Heat pipes have immense potential in the future of thermal management in electronic devices. As a passive device, they rely solely upon capillary forces to recirculate the coolant from the condenser to the evaporator via a wicking structure. In intermediate temperature heat pipes the limiting factor for heat removal is the capillary limit, which indicates the maximum recirculation rate that the capillary forces can induce. This capillary limit must be increased to allow heat pipes to remain a viable option for heat management within electronic devices. The aim of this work is to characterize and optimize the capillary limit of micropillared thermal wicks for heat pipe application in micro-electronics cooling.

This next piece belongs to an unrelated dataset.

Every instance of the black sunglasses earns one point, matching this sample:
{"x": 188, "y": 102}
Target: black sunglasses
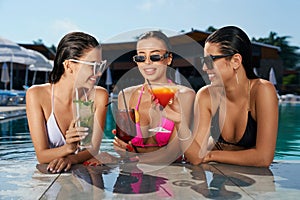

Towards this goal, an analytical model, and a novel thermo-hydraulic experimental setup was developed. The analytical model of the micropillared array wicking structure provides a theoretical basis from which the pillar geometry and arrangement can be optimized. A capillary limit model was used to determine the geometric relationship between the pillar arrays and the maximum capillary flow rate through the wick. This model considers the effects of gravity and mass transfer due to evaporation.
Finally, the thermo-hydraulic characterization setup, designed to minimize environmental losses, was used to experimentally determine the capillary limits of different silicon based micropillared wick samples. The heater and wicking structure were enclosed in a temperature and humidity controlled vacuum chamber. The results obtained from this setup were used to validate the analytical model shown in this paper.